Page:Correspondance littéraire, philosophique et critique, éd. Garnier, tome 8.djvu/199

La bibliothèque libre.
Le texte de cette page a été corrigé et est conforme au fac-similé.
189
OCTOBRE 1768.

long et de manquer de sentiment toujours, et souvent de naturel et de vérité ; qu’au surplus, crainte d’indigestion, je n’avais lu qu’un très-petit nombre de ces Contes moraux.

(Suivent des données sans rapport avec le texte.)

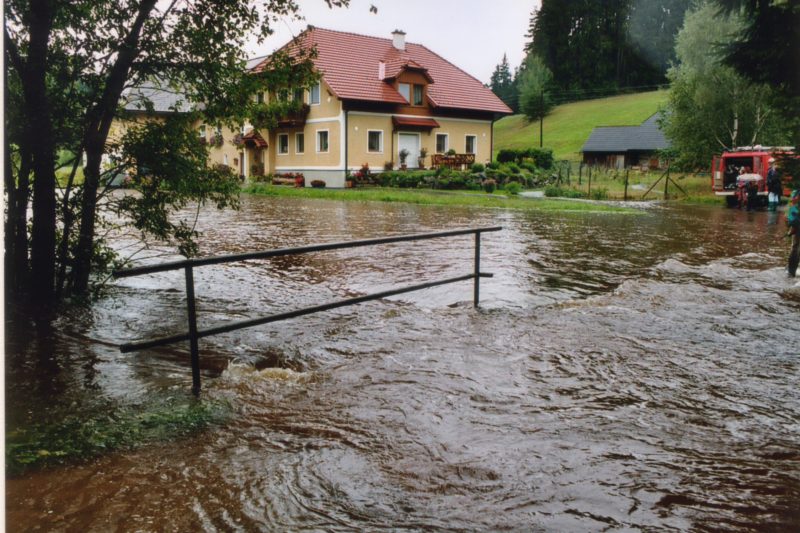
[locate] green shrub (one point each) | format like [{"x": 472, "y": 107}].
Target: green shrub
[
  {"x": 513, "y": 188},
  {"x": 600, "y": 194},
  {"x": 555, "y": 191}
]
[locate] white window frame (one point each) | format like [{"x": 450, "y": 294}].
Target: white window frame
[
  {"x": 286, "y": 135},
  {"x": 474, "y": 143},
  {"x": 421, "y": 95},
  {"x": 328, "y": 134},
  {"x": 318, "y": 88},
  {"x": 446, "y": 143},
  {"x": 406, "y": 96},
  {"x": 380, "y": 142}
]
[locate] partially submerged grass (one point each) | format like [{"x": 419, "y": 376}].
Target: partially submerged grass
[
  {"x": 75, "y": 438},
  {"x": 431, "y": 197}
]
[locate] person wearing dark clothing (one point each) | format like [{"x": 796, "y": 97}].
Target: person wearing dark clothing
[
  {"x": 793, "y": 221},
  {"x": 774, "y": 186},
  {"x": 752, "y": 195}
]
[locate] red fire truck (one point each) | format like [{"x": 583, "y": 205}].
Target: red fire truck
[{"x": 731, "y": 171}]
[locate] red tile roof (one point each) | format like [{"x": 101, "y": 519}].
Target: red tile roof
[{"x": 349, "y": 64}]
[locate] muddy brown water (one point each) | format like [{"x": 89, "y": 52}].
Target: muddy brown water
[{"x": 625, "y": 372}]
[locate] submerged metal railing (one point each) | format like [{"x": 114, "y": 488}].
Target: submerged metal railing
[{"x": 188, "y": 265}]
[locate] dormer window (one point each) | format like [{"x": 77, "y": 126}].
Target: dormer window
[{"x": 405, "y": 90}]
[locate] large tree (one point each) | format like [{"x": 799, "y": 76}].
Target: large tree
[
  {"x": 67, "y": 66},
  {"x": 711, "y": 107},
  {"x": 502, "y": 83}
]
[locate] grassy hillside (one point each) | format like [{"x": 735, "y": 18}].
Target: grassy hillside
[{"x": 568, "y": 126}]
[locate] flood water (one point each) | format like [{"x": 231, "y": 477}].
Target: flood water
[{"x": 624, "y": 372}]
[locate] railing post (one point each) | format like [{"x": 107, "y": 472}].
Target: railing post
[
  {"x": 477, "y": 291},
  {"x": 192, "y": 316}
]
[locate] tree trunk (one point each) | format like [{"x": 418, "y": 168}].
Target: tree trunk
[
  {"x": 95, "y": 140},
  {"x": 41, "y": 144}
]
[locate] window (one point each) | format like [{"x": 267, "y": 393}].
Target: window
[
  {"x": 417, "y": 95},
  {"x": 441, "y": 143},
  {"x": 283, "y": 143},
  {"x": 471, "y": 144},
  {"x": 405, "y": 90},
  {"x": 322, "y": 141},
  {"x": 375, "y": 141}
]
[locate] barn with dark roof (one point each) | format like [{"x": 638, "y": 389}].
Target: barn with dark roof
[{"x": 626, "y": 146}]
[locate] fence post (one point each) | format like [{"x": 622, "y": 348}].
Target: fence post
[
  {"x": 626, "y": 184},
  {"x": 477, "y": 289},
  {"x": 192, "y": 315}
]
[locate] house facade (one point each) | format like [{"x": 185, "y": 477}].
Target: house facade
[
  {"x": 376, "y": 98},
  {"x": 626, "y": 146}
]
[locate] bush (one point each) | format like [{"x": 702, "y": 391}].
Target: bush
[
  {"x": 542, "y": 157},
  {"x": 600, "y": 194}
]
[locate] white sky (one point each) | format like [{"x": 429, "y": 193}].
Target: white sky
[{"x": 472, "y": 34}]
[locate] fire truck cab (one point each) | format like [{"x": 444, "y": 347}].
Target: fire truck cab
[{"x": 733, "y": 170}]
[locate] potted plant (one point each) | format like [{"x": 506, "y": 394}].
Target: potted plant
[{"x": 403, "y": 156}]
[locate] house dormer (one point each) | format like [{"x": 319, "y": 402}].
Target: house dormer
[{"x": 408, "y": 78}]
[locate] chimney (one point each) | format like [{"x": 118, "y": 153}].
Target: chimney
[{"x": 399, "y": 39}]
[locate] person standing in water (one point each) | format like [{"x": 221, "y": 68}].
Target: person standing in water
[
  {"x": 774, "y": 185},
  {"x": 793, "y": 221}
]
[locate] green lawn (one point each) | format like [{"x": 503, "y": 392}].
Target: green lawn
[
  {"x": 431, "y": 197},
  {"x": 568, "y": 126}
]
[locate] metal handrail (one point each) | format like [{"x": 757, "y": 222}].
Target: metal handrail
[{"x": 188, "y": 265}]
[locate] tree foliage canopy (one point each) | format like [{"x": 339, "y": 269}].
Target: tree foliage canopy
[
  {"x": 590, "y": 45},
  {"x": 711, "y": 107},
  {"x": 67, "y": 65}
]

Interpellé de m’expliquer sur cette crainte d’indigestion à l’occasion d’un recueil dont le succès a été si général, et qui a passé plus de six mois sur la toilette de madame la lieutenante criminelle, j’ai dit que chacun avait ses idées, que j’avais tort sans doute, mais que j’étais plus difficile sur ce genre qu’un autre ; que j’y voulais trouver le plus grand naturel, une facilité et une grâce singulières dans le style, point d’emphase, point d’efforts, point d’échafaudage, point de longueurs, rien de lourd, rien d’alambiqué, rien de tiré par les cheveux ; qu’il fallait que je visse clairement que l’auteur s’est amusé lui-même en voulant m’amuser ; qu’en un mot certain faiseur de contes, appelé Voltaire, m’avait dégoûté de tous les autres, et que je me réservais de me pourvoir, en temps et lieu, par-devant la cour, en dommages et intérêts contre ledit Voltaire, à cause du dégoût qu’il m’avait donné pour la plupart des maîtres de sa communauté. Qu’au demeurant j’étais persuadé que les mies et les bonnes en charge feraient bien de substituer les Contes moraux de maître Marmontel aux contes avec lesquels elles étaient en usage d’endormir les enfants, parce que ces contes étaient plus sensés, qu’il y était question de vertu et d’autres bonnes choses auxquelles on ne fait pas mal d’accoutumer les oreilles de bonne heure ; que, d’ailleurs, les personnages des susdits Contes moraux étaient presque aussi bavards que les mies et moi, ce qui plaisait beaucoup aux enfants, lesquels aiment en général les bavards.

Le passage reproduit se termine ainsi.